Na cobertura em que Dan Harrington mora, uma mesa enfeitada e cheia de pranchetas ocupa o ponto central de uma espaçosa sala de estar. Uma antiga mesa de xadrez contrasta com uma parede de vidro e metal, que oferece uma vista panorâmica do luxuoso cruzamento da Third Street de Santa Monica. A grande televisão de plasma, sintonizada na CNBC, fornece dados de ações da bolsa valores, e as prateleiras cheias de livros sobre gamão, xadrez, administração e imóveis, sugerem as matérias-primas com as quais Harrington construiu sua singular vida. O advogado aposentado, de 63 anos, mestre do xadrez e sábio do gamão, passou sua vida transformando suas habilidades para atuar em jogos de competição em sucesso financeiro extraordinário. O campeão do World Series of Poker de 1995 acumulou mais de $6 milhões em ganhos em torneios ao longo de sua carreira de mais de 20 anos no poker. Contudo, esse título significou, e ainda significa, muito pouco para ele. Em vez disso, ele confirmou a tese de Harrington de que os jogos, seja poker, xadrez, gamão, investimentos ou mercado imobiliário, são vencidos com uma abordagem bem estudada e disciplinada. Harrington “se aposentou” do poker pouco depois de sua vitória no campeonato do World Series. De 1996 a 2003, ele obteve apenas nove ganhos em torneios e, em vez disso, passou a se concentrar em fazer de seu negócio, a Anchor Loans, a maior empresa de financiamento imobiliário dos Estados Unidos. Sua empresa empresta dinheiro a empresários e investidores que não conseguem obter financiamento suficiente por meios tradicionais para reformar casas e apartamentos residenciais em áreas dilapidadas.

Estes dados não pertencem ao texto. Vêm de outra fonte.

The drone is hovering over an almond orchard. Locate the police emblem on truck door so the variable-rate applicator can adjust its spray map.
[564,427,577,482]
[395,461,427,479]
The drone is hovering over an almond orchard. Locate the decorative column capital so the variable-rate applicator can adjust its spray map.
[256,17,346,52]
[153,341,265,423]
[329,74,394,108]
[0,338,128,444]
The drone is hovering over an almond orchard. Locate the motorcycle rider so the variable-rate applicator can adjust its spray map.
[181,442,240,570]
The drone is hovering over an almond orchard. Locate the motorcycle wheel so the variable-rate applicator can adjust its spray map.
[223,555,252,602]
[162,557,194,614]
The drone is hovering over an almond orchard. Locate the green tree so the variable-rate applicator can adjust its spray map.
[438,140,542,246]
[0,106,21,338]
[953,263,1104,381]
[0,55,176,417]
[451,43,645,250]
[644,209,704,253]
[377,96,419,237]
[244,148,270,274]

Harrington afirma que voltou ao feltro apenas depois que começou a assistir ao poker televisionado, em 2003. “Eu disse: Eu lembro como se joga no-limit hold’em, e sei jogar muito melhor do que eles”, recorda. “Foi isso que me tirou da aposentadoria e fez com que eu jogasse novamente”. Não era necessário aprendizado para “Action” Dan. Em 2003, ele novamente chegou à mesa final do evento principal do WSOP, terminando em terceiro lugar. Depois, em um dos feitos mais impressionantes da história do poker, ele novamente chegou à mesa final em 2004. Esses dois desempenhos lhe garantiram mais $2 milhões no bolso.
Harrington então estremeceu o mundo editorial do poker ao lançar os três volumes do Harrington on Hold’em. O abrangente tratado, co-escrito por Bill Robertie, apresentou pontos cruciais, cálculos “M-Zone” e outros termos ao vernáculo comum de todos os estudantes sérios de torneios. Foi um grande sucesso, deu a Dan muito dinheiro, e enfureceu muitos veteranos de torneios. No início do ano que vem ele lançará sua segunda série de publicações, com sua enorme sabedoria dessa vez focada para cash games.
Este ano Dan entrou para uma categoria de elite, depois de se tornar um dos cinco jogadores que ganharam um campeonato do WSOP e um título do World Poker Tour. Em agosto, ele superou 485 competidores e ganhou o título do Legends of Poker do The Bicycle Casino’s, e o maior pagamento de sua carreira: $1,6 milhão.
Harrington emprega alguns jogadores de poker na Anchor Loans. Ele diz que, se você conseguir dominar com sucesso as considerações de equidade e os problemas que o poker apresenta, deve expandir seus horizontes. “Se você tem talento para o poker, pode ganhar muito mais no mundo dos negócios”, afirmou ele.
Quer Dan goste ou não, ele é uma das lendas vivas do poker. A Card Player teve sorte de obter a perspectiva dele sobre tudo, desde a administração de dinheiro até as mais importantes estratégias para desenvolver seu jogo de poker e seu sucesso financeiro.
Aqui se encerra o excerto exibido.